Stomach acid may facilitate iron absorption. H-2 blocker drugs reduce stomach acid and are associated with decreased dietary iron absorption. People with ulcers may also be iron deficient due to blood loss and benefit from iron supplementation. Iron levels in the blood can be checked with lab tests.
Stomach acid is needed for the vitamin B12 in food to be absorbed. H-2 blocker drugs reduce stomach acid and may therefore inhibit absorption of the vitamin B12 naturally present in food. However, the vitamin B12 found in supplements does not depend on stomach acid for absorption. Lab tests can determine vitamin B12 levels in people.
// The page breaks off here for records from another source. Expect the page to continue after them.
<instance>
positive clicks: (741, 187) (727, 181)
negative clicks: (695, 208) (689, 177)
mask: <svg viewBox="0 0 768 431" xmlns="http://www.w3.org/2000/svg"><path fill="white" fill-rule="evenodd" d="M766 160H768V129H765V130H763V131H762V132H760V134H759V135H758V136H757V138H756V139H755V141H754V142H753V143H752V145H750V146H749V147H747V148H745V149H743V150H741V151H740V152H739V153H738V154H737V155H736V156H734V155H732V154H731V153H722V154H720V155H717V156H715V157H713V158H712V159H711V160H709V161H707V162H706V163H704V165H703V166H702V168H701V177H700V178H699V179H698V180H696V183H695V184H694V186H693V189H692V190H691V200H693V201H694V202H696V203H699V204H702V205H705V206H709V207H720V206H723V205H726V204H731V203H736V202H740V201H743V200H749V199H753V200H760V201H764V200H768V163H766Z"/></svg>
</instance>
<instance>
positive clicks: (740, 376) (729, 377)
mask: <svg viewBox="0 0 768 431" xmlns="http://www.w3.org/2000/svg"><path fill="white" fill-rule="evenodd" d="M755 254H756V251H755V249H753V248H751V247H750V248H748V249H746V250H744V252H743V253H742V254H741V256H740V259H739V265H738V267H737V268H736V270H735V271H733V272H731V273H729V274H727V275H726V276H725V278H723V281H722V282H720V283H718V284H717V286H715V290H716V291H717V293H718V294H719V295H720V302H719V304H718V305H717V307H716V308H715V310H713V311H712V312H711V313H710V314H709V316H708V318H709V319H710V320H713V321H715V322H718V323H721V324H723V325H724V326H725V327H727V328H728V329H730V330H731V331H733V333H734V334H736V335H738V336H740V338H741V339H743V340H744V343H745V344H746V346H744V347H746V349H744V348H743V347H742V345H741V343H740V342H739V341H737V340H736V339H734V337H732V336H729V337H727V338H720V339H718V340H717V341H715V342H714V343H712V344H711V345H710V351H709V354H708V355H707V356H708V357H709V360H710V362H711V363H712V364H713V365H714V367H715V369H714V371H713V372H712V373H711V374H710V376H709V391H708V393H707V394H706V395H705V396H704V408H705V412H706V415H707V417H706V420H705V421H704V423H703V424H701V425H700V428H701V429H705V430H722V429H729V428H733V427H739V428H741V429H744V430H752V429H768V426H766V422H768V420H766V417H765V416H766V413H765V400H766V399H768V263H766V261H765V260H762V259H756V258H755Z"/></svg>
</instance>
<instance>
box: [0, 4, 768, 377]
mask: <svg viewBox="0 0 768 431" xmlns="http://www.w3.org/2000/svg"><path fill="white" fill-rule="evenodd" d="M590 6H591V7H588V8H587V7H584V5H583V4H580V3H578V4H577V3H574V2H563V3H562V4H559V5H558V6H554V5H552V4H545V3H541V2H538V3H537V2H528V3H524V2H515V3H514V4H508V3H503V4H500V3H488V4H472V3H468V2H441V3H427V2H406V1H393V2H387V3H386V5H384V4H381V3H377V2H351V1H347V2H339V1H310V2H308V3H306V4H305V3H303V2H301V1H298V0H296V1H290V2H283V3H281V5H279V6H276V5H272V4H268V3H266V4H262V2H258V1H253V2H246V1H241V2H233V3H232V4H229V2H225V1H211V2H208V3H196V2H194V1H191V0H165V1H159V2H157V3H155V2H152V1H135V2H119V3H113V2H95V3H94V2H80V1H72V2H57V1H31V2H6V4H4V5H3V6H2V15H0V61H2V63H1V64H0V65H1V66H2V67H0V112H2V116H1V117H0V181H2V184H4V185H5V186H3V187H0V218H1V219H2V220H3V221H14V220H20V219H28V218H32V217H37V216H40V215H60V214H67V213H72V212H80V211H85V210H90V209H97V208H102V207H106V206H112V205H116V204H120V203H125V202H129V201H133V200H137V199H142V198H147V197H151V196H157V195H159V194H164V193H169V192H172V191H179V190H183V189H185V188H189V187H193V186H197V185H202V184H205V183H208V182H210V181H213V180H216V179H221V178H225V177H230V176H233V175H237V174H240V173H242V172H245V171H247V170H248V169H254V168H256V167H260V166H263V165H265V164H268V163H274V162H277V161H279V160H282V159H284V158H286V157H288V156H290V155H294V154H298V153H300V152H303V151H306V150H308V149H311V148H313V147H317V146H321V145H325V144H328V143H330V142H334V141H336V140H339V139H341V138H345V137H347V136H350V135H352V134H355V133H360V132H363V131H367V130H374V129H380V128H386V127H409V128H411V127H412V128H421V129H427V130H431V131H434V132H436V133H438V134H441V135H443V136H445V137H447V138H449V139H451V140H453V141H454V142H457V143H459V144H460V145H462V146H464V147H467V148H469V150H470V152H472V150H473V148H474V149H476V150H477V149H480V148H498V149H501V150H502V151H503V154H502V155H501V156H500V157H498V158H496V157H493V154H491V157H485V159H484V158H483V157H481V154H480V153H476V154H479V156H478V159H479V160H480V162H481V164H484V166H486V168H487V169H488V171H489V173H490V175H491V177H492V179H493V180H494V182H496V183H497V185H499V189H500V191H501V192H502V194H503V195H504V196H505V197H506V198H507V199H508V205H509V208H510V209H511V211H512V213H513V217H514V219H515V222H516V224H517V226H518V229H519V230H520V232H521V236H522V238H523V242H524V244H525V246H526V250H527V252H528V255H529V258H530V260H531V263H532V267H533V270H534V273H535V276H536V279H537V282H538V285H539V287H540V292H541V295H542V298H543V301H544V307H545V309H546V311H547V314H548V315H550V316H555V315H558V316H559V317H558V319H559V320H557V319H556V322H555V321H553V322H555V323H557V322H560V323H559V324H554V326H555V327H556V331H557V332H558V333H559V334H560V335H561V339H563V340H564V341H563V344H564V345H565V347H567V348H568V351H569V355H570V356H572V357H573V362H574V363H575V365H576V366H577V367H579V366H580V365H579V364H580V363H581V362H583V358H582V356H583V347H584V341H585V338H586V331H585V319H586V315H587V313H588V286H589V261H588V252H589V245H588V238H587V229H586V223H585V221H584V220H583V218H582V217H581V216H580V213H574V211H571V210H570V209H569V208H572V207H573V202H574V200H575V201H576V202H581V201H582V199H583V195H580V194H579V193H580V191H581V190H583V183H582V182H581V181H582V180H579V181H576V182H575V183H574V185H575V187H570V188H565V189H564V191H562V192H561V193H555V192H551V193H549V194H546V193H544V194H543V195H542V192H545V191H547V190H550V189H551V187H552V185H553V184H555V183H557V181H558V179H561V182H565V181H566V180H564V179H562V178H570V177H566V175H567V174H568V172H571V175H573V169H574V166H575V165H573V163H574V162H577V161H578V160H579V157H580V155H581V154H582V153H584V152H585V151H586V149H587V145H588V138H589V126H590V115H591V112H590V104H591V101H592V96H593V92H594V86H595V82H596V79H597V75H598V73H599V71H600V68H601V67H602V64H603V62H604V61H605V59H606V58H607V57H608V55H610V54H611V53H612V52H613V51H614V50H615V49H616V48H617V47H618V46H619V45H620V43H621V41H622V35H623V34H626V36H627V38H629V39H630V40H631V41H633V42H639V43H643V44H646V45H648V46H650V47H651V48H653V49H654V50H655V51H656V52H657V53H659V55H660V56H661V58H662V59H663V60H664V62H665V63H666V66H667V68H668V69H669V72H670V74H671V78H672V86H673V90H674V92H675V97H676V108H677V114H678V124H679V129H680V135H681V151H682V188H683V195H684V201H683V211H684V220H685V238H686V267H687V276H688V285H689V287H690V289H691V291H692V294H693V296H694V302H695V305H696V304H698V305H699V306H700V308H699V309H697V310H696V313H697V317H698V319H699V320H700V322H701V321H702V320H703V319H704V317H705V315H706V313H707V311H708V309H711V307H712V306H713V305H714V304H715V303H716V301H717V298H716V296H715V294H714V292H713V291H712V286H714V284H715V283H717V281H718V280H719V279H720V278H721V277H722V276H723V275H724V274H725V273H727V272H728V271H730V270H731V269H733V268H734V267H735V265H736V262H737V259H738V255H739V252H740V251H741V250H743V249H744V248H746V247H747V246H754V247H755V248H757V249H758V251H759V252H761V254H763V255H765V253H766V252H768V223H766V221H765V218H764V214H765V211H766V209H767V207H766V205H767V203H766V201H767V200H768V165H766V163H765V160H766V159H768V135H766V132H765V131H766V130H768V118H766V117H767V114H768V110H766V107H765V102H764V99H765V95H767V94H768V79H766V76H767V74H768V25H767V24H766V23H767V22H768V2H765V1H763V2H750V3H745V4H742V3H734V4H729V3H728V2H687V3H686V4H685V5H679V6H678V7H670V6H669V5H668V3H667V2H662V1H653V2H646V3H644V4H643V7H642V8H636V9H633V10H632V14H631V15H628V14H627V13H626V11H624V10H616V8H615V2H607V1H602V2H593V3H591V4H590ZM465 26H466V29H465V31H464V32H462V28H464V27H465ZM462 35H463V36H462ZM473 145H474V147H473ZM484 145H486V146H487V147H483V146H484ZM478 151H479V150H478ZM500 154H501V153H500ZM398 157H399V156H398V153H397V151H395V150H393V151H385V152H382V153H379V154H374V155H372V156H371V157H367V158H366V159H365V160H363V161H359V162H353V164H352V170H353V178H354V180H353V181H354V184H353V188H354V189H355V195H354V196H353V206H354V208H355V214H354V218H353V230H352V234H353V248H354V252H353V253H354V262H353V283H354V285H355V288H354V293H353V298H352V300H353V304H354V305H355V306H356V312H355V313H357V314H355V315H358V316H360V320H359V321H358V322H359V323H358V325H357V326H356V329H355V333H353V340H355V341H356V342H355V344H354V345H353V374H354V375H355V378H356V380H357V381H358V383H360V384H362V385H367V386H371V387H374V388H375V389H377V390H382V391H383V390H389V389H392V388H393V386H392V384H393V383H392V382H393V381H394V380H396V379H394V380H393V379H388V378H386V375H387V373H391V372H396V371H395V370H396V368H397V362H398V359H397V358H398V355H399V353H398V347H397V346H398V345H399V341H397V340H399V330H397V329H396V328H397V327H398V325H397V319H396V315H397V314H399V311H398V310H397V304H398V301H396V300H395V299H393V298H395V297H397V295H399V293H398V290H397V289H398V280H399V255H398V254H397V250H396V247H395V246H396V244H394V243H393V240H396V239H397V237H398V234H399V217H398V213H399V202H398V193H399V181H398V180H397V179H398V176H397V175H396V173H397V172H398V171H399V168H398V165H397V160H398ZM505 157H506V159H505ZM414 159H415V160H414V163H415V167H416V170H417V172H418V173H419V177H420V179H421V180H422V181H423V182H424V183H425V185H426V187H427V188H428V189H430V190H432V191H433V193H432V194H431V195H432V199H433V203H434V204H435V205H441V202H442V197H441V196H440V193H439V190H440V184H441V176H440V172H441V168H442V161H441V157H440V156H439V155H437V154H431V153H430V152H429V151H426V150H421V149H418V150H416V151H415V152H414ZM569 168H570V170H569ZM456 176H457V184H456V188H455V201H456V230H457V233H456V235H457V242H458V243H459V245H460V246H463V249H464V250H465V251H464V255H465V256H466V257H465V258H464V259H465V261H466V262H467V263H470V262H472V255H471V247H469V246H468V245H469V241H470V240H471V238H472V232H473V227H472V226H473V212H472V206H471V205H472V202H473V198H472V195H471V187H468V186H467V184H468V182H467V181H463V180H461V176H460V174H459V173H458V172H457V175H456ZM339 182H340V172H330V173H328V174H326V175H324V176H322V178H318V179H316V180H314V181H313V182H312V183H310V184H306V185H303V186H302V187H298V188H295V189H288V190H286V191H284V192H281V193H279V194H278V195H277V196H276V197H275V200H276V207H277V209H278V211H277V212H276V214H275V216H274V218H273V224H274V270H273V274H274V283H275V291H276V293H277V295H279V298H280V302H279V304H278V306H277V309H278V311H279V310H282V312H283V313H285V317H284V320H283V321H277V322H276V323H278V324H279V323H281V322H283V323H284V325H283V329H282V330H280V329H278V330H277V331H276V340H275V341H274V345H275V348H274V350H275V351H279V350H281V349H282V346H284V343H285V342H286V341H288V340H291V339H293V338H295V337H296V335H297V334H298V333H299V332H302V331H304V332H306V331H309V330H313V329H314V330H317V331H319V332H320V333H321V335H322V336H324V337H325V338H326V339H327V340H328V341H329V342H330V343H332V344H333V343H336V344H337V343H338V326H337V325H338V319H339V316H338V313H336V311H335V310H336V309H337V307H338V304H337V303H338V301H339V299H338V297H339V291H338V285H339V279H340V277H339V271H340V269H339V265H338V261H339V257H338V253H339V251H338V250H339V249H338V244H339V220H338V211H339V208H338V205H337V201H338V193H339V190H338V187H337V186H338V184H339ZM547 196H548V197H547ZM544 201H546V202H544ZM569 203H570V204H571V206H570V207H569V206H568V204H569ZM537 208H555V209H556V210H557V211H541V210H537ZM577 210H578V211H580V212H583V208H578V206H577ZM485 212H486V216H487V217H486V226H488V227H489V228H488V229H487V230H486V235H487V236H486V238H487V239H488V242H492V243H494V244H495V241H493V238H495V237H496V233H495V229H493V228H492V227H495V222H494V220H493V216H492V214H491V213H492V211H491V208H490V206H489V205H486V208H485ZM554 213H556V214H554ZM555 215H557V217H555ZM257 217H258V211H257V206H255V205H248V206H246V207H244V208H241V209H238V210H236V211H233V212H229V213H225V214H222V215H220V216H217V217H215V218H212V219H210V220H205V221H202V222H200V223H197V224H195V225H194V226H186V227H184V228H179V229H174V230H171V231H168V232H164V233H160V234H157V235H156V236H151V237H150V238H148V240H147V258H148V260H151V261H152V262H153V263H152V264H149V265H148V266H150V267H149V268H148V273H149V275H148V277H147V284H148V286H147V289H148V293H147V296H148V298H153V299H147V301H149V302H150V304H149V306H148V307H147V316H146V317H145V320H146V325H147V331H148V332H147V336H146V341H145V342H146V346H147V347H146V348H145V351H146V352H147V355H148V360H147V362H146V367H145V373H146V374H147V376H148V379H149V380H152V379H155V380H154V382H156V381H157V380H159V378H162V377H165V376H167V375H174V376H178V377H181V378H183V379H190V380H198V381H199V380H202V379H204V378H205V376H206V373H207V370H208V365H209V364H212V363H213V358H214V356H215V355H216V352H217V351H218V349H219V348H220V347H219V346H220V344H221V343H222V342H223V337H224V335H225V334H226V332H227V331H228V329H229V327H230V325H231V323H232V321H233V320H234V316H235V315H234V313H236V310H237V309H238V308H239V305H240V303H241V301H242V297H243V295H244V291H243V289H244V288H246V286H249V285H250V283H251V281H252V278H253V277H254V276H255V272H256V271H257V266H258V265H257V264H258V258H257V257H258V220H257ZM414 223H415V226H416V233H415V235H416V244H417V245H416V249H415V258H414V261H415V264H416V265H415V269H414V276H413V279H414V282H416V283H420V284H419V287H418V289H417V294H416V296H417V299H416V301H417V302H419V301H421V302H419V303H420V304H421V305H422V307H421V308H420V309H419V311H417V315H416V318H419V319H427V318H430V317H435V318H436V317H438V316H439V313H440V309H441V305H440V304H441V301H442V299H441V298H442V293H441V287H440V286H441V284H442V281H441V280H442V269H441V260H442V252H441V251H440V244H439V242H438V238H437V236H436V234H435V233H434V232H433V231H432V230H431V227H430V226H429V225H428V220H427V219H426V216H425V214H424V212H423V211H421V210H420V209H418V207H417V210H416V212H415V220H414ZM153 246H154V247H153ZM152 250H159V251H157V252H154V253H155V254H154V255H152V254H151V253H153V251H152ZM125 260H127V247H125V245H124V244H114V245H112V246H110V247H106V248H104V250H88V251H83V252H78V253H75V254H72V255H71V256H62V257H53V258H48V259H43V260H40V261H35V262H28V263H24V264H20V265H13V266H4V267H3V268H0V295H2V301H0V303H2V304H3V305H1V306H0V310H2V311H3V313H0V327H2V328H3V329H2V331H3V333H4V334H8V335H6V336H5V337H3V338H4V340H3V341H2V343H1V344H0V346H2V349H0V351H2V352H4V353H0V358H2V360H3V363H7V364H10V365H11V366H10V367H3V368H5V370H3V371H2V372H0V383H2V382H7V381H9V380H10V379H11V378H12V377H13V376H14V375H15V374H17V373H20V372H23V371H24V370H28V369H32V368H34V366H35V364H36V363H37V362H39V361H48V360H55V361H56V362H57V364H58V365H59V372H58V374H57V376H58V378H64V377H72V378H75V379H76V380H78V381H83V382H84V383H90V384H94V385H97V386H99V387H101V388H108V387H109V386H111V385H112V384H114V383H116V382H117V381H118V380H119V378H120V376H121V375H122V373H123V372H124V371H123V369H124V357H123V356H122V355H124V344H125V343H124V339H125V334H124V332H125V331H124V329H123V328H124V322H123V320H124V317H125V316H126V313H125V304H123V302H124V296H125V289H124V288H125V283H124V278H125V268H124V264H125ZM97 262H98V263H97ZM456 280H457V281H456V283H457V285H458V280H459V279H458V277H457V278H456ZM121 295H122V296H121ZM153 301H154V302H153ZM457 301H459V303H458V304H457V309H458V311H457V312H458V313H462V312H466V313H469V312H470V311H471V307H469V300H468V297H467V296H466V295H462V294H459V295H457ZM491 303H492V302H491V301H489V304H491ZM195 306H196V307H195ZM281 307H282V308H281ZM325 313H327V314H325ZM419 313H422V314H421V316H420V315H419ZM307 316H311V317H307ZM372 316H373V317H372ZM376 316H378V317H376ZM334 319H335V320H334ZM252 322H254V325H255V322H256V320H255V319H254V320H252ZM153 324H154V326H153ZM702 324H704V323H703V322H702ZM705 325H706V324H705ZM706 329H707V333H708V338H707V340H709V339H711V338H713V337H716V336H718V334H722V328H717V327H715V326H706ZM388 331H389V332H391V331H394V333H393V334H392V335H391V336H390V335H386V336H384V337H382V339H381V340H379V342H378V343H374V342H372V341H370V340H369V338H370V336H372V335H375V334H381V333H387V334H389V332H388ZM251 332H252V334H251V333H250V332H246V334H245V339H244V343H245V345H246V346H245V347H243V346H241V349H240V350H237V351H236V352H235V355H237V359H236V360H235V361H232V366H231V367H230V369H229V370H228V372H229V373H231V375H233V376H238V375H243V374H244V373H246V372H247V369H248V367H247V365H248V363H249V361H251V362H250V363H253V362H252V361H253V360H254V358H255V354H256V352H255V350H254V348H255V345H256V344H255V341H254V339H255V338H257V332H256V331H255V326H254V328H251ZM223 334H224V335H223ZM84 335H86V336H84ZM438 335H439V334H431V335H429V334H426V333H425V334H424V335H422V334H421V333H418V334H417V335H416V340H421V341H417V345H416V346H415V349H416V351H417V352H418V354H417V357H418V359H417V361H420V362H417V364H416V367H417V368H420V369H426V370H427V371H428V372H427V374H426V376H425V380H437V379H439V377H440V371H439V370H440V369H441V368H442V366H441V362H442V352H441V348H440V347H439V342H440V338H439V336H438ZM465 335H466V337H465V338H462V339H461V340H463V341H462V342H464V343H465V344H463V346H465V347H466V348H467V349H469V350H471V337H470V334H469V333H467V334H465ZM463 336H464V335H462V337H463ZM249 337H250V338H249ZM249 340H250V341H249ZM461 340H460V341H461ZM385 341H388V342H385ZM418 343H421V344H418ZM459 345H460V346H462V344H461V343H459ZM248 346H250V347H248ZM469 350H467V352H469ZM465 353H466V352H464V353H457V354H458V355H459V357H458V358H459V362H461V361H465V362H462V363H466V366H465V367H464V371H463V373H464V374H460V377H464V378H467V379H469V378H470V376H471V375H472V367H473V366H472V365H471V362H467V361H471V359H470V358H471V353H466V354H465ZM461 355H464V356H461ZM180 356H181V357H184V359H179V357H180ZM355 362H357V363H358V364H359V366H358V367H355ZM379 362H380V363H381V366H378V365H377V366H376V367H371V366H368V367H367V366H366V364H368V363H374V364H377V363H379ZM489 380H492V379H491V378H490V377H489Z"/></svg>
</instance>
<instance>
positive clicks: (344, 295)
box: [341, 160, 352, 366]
Omeprazole, a drug closely related to lansoprazole, taken for seven days led to a near-total loss of stomach acid in healthy people and interfered with the absorption of a single administration of 120 mg of beta-carotene. It is unknown whether repeated administration of beta-carotene would overcome this problem or if absorption of carotenoids from food would be impaired. Persons taking omeprazole and related acid-blocking drugs for long periods may want to have carotenoid blood levels checked, eat plenty of fruits and vegetables, and consider supplementing with carotenoids.
In healthy people, a magnesium hydroxide/aluminum hydroxide antacid, taken with famotidine, decreased famotidine absorption by 20–25%. People can avoid this interaction by taking famotidine two hours before or after any aluminum/magnesium-containing antacids. Some magnesium supplements such as magnesium hydroxide are also antacids.